This fall, the Fisher Center for the Study of Women and Men is taking on a new theme, “Engendering Crisis,” under the guidance of incoming director Cedric Johnson, associate professor of political science.
On Thursday, Sept. 17, Johnson will inaugurate the new theme with a screening of the film “The Women of Brukman” at 7 p.m. in the Sanford Room of the Warren Hunting Smith Library.
During the 2001 economic collapse in Argentina, the seamstresses at Brukman’s clothing factory took over the operation the owners had abandoned. They reorganized it on a self-management model, without a doubt the most inspiring of the many new economic experiments in that country.
The name Brukman’s went from being a symbol of worker exploitation to being a site of revolutionary labor participation-all workers, no bosses.
Isaac Isitan followed these courageous women over many years, their struggle to get the operation running again, their expulsion from the factory, months of battling to get it back, and tangles with the law.
This is the story of a venture that began as a means of survival and became a genuine school for civics. Besides following the labor politics, the film also gets close to the women as individuals finding a way to put dignity into their working lives.
The Fisher Center was endowed with a $1 million gift from Emily and the late Richard Fisher, whose son Alexander graduated from Hobart College in 1993. Creation of the Fisher Center for the Study of Women and Men reflects a perfect intersection of the Colleges’ coordinate history and trends in the study of gender throughout academe.

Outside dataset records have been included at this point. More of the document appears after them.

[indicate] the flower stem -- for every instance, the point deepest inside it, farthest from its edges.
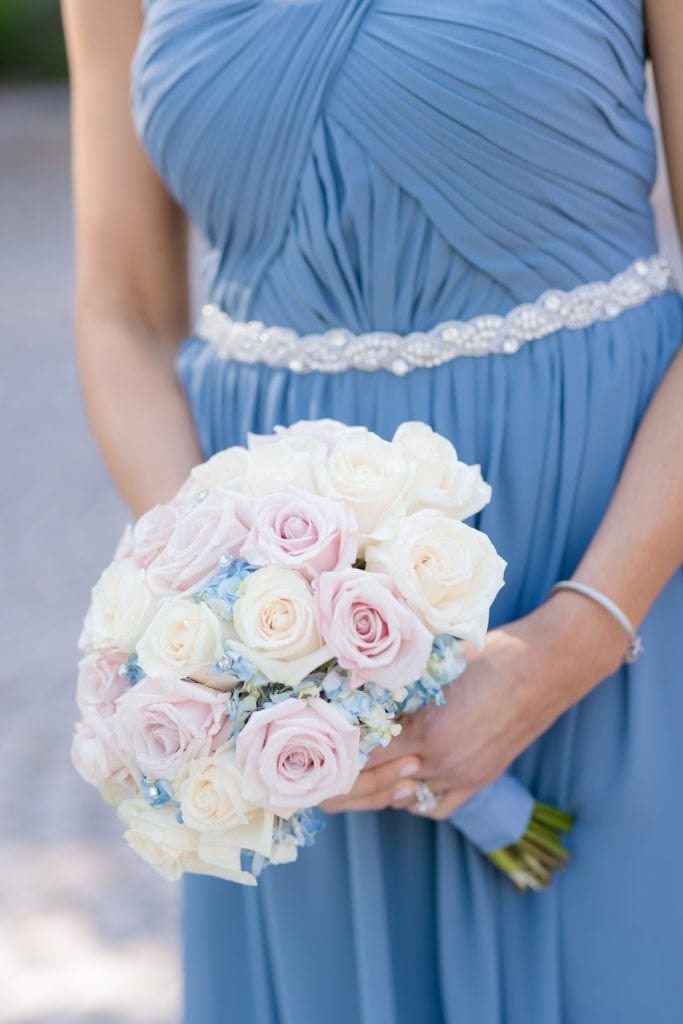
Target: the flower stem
(529, 862)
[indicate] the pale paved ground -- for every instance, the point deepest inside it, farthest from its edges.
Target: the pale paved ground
(87, 932)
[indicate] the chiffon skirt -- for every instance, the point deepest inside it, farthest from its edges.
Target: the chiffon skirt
(391, 919)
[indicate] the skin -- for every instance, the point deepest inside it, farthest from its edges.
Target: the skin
(132, 311)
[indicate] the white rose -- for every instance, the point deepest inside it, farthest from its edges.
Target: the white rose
(274, 617)
(122, 607)
(441, 480)
(183, 639)
(172, 848)
(293, 462)
(327, 431)
(447, 572)
(371, 475)
(225, 469)
(210, 792)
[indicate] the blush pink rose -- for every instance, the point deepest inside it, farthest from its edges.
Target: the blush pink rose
(150, 535)
(214, 527)
(370, 629)
(162, 724)
(301, 530)
(297, 754)
(97, 759)
(99, 684)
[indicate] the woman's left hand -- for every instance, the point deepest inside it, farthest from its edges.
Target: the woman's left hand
(527, 674)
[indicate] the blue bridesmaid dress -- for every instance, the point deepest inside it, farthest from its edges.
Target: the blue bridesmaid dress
(391, 164)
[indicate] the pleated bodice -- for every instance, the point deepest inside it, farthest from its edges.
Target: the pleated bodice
(388, 164)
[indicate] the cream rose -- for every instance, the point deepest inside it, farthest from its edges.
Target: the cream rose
(447, 572)
(296, 754)
(184, 639)
(371, 475)
(295, 462)
(441, 480)
(162, 724)
(274, 619)
(122, 607)
(327, 431)
(173, 849)
(225, 469)
(210, 792)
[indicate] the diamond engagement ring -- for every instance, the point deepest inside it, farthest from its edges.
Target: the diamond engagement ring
(425, 800)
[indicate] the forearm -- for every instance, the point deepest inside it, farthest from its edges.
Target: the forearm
(639, 544)
(138, 413)
(637, 548)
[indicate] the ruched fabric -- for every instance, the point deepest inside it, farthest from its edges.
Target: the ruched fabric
(390, 164)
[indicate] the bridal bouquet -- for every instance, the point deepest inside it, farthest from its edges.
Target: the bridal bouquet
(254, 639)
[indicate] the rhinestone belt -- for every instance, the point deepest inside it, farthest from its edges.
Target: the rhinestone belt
(339, 349)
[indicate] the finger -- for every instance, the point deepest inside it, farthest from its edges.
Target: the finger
(400, 747)
(377, 801)
(374, 782)
(449, 802)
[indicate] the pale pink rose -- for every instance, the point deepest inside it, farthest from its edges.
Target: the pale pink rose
(371, 629)
(184, 499)
(326, 431)
(214, 527)
(297, 754)
(301, 530)
(98, 760)
(164, 723)
(99, 684)
(150, 535)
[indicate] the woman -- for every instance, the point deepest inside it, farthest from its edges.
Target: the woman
(388, 165)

Johnson, an associate professor of political science, teaches courses on American politics, inequality and urban politics. He is the author of “Revolutionaries to Race Leaders: Black Power and the Making of African American Politics” (University of Minnesota Press, 2007) which was awarded the 2008 W.E.B. DuBois Outstanding Book Award by the National Conference of Black Political Scientists. A native of south Louisiana, he is currently editing a collection of essays on the politics of disaster and reconstruction in the Gulf Coast region titled, “The Neoliberal Deluge: Hurricane Katrina, Late Capitalist Culture and the Remaking of New Orleans.” Johnson’s writings have appeared in In These Times, Monthly Review and New Political Science. Johnson also serves on the planning committee for the Rochester Labor Lyceum.